Small wonder, then, that Snow White and the Seven Dwarfs: The Creation of a Classic, a special exhibition on view at The Walt Disney Family Museum, through April 14, 2013, is such a dazzling, unforgettable tour de force. The first special exhibition organized by The Walt Disney Family Museum, The Creation of a Classic, curated by Lella Smith, creative director, Walt Disney Animation Library, and assembled with the support and collaboration of The Walt Disney Company with the assistance of the Walt Disney Archives, provides a revealing glimpse into the vision of one of the world’s greatest storytellers and the revolutionary work of a remarkable animation team—including 32 animators, 1,032 assistants, 107 in-betweeners, 65 special effects animators, and 158 inkers and painters—brought together to create Walt’s first feature-length animated film.

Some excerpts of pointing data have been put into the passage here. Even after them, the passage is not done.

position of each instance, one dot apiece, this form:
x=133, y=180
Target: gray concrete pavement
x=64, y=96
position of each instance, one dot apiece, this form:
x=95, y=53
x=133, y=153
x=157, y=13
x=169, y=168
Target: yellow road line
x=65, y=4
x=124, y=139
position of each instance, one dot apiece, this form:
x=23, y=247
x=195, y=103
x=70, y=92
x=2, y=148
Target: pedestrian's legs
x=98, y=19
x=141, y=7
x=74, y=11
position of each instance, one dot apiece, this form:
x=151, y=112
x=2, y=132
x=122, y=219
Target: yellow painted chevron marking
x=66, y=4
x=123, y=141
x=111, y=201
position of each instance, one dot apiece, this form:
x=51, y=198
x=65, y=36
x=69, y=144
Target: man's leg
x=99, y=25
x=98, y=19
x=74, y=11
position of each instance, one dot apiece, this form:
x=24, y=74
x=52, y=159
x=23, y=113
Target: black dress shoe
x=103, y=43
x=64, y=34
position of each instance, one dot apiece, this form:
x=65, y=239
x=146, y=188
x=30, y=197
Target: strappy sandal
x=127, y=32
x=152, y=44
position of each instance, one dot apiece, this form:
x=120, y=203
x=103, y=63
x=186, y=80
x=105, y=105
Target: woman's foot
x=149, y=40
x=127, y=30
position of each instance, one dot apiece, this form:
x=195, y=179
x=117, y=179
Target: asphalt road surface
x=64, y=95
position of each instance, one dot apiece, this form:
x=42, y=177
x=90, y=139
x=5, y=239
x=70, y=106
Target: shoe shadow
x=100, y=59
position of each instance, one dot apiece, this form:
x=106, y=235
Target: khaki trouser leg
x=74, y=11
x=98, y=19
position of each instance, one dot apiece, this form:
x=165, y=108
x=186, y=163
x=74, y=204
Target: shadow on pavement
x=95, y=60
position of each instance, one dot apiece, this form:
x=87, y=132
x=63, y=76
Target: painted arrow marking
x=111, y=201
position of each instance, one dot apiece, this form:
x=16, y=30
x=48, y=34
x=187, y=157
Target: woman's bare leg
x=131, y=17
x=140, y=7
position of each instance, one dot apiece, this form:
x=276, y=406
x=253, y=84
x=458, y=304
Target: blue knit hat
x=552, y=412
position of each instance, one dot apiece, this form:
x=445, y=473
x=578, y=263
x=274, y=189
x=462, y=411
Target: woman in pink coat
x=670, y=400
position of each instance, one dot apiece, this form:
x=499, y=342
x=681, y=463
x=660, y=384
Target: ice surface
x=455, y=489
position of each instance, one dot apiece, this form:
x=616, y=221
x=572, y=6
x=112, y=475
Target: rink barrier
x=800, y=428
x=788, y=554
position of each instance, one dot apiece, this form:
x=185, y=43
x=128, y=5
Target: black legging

“Walt was very passionate about the artistry, the art form that was animation, and he knew there was a broader spectrum that animation could fill,” Lella says from behind her characteristically colorful glasses. “It’s more than an exquisitely beautiful film; it had characters you could believe and an engrossing story that sets it apart from the simple cartoons that preceded it.” And that detail, passion, and storytelling prowess at the heart of classic Disney films emanate from each of the more than 250 works of art on display, which include watercolors, meticulously rendered pencil layouts, watercolor backgrounds, cels, and more.
“An enormous amount of detail went into the making of this movie, into the story sketches, into the effects animation,” Lella says. “In many ways, Snow White is the embodiment of Walt’s creative passion, and the exhibition captures the talents of a one-of-a-kind storyteller and a growing studio creating an altogether new art form.” More than a grand celebration of a pioneering film, Snow White and the Seven Dwarfs: The Creation of a Classic is a marvelous salute to Walt Disney and his team—in the midst of a once-upon-a-time journey of their own.
“Calling upon the experience they gained from creating the early Disney animated shorts and the award-winning Silly Symphonies,” Lella notes in the exhibition catalog, “Walt Disney and his artists defined the artistic foundation that would shape all subsequent animated films. Exhibition visitors will gain an understanding of the collaborative process that produced a creative milestone in cinematic history.”